The fact that Gabriel Byrne did a brilliant reading of it some years back helps too, of course:
After I was done, I got the urge to revisit what is probably one of my favourite literary tributes of all time: Laird Barron‘s ‘Strappado’, published in the Ellen Datlow anthology Poe, released in commemoration of the macabre master’s 200th anniversary. It’s a glorious mash-up of both ‘Masque’ and ‘The Cask of Amontillado‘ – probably my second-favourite of Poe’s stories, and updates their most horrifying elements in a way that makes my skin crawl.
Though Lovecraft – my second choice for the evening’s reading – is perhaps more vulnerable to this than Poe due to his stylistic excesses, the visual furniture and 19th century narration that fuels Poe’s tales can sometimes soften their impact (if not all that substantially). Barron’s story doesn’t have this problem. I don’t want to write a detailed crit of it – I like it too much anyway – but do check out the anthology if you can, it’s got a few other gems in store.

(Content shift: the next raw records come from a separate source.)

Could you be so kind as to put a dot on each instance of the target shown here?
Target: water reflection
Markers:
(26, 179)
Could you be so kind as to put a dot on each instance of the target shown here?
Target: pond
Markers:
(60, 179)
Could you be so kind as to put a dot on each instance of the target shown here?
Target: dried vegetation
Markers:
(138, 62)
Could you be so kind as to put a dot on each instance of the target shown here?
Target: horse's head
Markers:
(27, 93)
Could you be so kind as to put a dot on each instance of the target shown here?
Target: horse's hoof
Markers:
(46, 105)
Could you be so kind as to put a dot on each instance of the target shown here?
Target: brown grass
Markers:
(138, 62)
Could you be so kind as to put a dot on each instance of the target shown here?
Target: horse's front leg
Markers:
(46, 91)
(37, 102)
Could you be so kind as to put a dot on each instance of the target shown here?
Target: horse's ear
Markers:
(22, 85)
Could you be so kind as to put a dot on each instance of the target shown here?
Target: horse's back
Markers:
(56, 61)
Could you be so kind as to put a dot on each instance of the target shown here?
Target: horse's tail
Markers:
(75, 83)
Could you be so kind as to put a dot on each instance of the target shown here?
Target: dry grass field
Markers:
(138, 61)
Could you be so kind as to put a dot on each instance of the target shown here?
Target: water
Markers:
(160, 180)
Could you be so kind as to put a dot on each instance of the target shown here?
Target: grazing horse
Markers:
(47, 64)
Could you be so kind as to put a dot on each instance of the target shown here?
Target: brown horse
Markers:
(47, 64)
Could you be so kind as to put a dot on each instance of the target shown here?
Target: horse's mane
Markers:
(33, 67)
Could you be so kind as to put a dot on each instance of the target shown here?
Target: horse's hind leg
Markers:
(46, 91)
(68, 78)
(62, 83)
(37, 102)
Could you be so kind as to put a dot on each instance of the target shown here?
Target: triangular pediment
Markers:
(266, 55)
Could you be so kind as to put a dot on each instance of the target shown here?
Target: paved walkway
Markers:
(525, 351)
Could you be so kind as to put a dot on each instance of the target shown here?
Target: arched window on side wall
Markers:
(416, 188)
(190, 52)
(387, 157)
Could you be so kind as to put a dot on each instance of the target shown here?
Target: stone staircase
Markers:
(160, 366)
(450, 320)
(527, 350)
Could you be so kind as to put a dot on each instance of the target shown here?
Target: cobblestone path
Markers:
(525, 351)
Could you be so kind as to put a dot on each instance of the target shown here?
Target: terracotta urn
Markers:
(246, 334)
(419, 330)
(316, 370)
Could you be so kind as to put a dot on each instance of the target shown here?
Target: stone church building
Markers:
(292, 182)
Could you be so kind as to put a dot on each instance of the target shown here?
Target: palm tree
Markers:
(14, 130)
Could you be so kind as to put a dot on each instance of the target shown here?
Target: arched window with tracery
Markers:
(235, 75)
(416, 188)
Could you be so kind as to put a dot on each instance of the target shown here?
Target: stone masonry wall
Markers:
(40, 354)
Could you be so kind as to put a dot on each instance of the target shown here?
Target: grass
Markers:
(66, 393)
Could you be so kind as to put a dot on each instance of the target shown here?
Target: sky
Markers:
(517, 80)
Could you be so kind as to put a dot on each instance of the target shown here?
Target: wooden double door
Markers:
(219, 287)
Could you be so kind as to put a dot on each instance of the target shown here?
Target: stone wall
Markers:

My reading of HP Lovecraft’s ‘He‘ was cut short by my drooping eyelids. However, I returned to it after a ranging storm woke me from my slumber… which I appreciated for providing some holiday-appropriate mood, if nothing else. But the story is truly one of Lovecraft’s lesser works, any terror undermined by its ridiculous antagonist and the logorrithic miasma that works much better in the Cthulhu stories than it does here.
Re-reading can be far more pleasurable and rewarding than reading something for the first time. It has the ability to etch stories in you like incantations, like prayers that remind you of who you are. If the stories and the storm congeal into something meaningful for my writing, that would be truly great.